Fotografieren als politischer Akt
Rózsas Vergehen war stets dasselbe: Er fotografierte. Zum Beispiel Beamte im Einsatz. Und die Aufnahmen schmeichelten den Behörden nicht, denn sie zeigten oft Ausschreitungen, Wasserwerfer und Polizisten, die prügelten. Rózsas fotodokumentarische Arbeit hatte etwas Obsessives. Hier konnte einer nicht davon lassen, die Auswüchse des verbreiteten Law-and-Order-Denkens festzuhalten.
Miklós Klaus Rózsa verstand – und versteht noch heute – seine Fotografie als «politischen Akt». Und die Anliegen, die er selbst im Buch nennt, sind keineswegs historisch: «Wo Wohnen zum Luxus wird, der Restaurantbesuch mit anschliessendem Kinobesuch schnell einmal 200 Franken oder mehr kostet, wird es für viele, zu viele, ungemütlich. Einst günstige Wohnungen an schlechter Lage werden heute luxussaniert, die ehemaligen Bewohnerinnen und Bewohner an den Stadtrand gedrängt. Ist es unerhört, wenn man sich wünscht, dass der aktuelle rot-rot-grüne Stadtrat aus begangenen Fehlern etwas lernt?»

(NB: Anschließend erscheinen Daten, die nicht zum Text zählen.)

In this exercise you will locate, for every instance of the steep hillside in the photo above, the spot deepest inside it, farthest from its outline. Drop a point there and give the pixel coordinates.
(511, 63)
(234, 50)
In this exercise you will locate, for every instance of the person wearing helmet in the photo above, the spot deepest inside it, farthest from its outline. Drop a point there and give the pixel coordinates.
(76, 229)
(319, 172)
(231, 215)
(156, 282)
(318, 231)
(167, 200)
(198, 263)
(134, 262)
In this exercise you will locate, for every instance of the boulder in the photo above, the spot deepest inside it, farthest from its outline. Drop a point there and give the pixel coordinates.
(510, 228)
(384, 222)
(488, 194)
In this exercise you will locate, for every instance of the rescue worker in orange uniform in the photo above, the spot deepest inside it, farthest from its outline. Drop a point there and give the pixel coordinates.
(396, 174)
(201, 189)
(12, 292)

Fünf Bundesordner voll Akten
«Bekannt seit 1971», heisst es in Akten über Miklós Klaus Rózsa. Damals, als 16-Jähriger, wurde er politisiert, während der Auseinandersetzungen um das erste autonome Jugendzentrum in Zürich, die «Autonome Republik Bunker». Rózsa erlebte seit 1971 die Spannungsfelder der schweizerischen, insbesondere der zürcherischen Politik mit: die Anti-AKW-Bewegung, die linke Szene, die Jugendbewegung, Hausbesetzungen – und die Staatsschutzaktivitäten.
Fünf Bundesordner Staatsschutz- und Polizeiakten hat der Fotograf über sich vorliegen. 3200 Seiten Material. Ein enormer Einsatz von Staatsgeldern für den Staatsschutz, wie zum Beispiel Protokolle nutzloser telefonischer Überwachung belegen. Hunderte von Beamten und Informanten wirkten an dieser Heimatfront. Das beunruhigt und irritiert auch 25 Jahre nach dem Fichenskandal. Wie war das in einer Demokratie möglich?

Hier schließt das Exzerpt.